The most far-fetched theories of post-finasteride syndrome

The two most far-fetched theories of post-finasteride syndrome were proposed by a dermatologist and a hair transplant surgeon. Physicians in these specialties tend to fervently deny that the syndrome is a valid medical condition, pointing instead to co-occurring conditions such as diabetes, anxiety, depression or, according to the theories below, delusions or sleep apnea.

Theory 1: Delusional disorder

In 2019 the Swiss dermatologist Dr. Ralph Trüeb and colleagues proposed an elaborate theory1 (discussed at length in a separate post). They suggested that post-finasteride syndrome is an “induced delusional disorder” arising in men with histrionic personality disorder, who experience a nocebo effect when they read online forums about the condition. The theory is based on Dr. Trüeb’s impressions of a single case. No new systematic evidence is provided. The link between male pattern hair loss and histrionic personality disorder relies on a misreading of a 1994 paper (see box in this post). Finally, Dr. Trüeb and co-authors appear to lack credentials in psychiatry or psychology, and did not appear to order psychological evaluations of patients, so the theory was not tested.

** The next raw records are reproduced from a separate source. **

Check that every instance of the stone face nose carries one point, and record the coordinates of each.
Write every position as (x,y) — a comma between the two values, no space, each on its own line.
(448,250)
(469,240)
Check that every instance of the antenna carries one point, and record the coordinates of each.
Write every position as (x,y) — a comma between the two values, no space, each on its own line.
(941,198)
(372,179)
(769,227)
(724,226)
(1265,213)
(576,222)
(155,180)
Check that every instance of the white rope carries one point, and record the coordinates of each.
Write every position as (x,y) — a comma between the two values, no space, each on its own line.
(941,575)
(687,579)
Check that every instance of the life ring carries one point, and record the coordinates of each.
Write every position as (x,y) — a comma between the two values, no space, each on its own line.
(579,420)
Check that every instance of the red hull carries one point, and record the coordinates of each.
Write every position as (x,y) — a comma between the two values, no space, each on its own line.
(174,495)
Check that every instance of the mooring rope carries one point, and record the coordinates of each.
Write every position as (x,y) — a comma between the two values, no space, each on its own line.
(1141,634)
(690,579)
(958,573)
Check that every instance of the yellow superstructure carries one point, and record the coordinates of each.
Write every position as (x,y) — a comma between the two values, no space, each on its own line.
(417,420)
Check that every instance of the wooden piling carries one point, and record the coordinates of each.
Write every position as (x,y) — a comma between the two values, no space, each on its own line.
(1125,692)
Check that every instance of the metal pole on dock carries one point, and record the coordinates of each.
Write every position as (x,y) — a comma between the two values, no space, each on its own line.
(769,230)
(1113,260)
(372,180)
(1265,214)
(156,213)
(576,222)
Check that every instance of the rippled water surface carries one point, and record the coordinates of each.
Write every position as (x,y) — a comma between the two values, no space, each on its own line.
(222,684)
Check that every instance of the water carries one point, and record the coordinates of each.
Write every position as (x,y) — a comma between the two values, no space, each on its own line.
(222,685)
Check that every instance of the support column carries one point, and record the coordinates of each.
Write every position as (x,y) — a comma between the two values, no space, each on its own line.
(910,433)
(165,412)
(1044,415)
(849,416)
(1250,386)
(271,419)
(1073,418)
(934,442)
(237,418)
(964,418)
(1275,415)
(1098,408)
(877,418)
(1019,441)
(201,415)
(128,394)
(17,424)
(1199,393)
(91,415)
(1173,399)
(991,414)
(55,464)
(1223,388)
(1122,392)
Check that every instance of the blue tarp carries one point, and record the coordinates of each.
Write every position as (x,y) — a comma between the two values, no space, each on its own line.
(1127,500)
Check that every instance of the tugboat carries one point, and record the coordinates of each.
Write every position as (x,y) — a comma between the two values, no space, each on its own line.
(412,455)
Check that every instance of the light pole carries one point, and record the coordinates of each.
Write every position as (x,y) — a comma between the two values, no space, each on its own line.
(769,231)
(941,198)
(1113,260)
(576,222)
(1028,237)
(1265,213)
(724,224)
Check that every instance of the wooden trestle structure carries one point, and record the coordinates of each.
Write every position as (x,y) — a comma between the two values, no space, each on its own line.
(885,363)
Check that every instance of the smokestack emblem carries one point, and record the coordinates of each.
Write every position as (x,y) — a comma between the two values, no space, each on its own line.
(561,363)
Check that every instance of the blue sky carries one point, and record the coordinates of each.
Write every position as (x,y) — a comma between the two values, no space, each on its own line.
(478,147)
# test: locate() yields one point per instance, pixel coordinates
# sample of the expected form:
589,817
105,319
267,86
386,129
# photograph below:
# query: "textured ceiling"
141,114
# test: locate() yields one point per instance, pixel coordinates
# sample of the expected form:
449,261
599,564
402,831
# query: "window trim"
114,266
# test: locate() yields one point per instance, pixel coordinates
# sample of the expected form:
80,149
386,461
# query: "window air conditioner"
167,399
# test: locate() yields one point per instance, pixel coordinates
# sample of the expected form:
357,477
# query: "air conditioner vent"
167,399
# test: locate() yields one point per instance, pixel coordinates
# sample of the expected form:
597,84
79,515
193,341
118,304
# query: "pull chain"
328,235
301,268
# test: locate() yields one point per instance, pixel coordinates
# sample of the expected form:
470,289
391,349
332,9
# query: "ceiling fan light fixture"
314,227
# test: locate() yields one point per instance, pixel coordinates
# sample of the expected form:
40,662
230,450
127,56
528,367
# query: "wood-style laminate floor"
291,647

The theory is based on Dr. Trüeb’s impressions of a single case. No new systematic evidence is provided.

As background, the Editor-in-Chief of the journal which published this paper, Dr. Antonella Tosti, has disclosed roles as a consultant and speaker for Merck, and co-authored papers on finasteride with Merck researchers.

Theory 2: Sleep apnea as a contributing factor

The second theory was published by hair transplant surgeon Dr. Aditya K. Gupta of the University of Toronto and two colleagues.2 It rests on a finding of elevated risk of obstructive sleep apnea (OSA) linked to finasteride. The authors reason as follows: Because there is a complex relationship among androgen levels, “sleep architecture” and OSA, and post-finasteride syndrome (PFS) may include sleep disturbances, OSA may contribute to PFS symptoms such as erectile dysfunction, fatigue and depression. They also link finasteride to type 2 diabetes which is in turn associated with OSA. OSA is “treatable,” they write, and “patients complaining of PFS-related symptoms may benefit from a further sleep evaluation to rule out underlying OSA.” In other words, what patients think is post-finasteride syndrome may be, at least in part, OSA, a treatable condition.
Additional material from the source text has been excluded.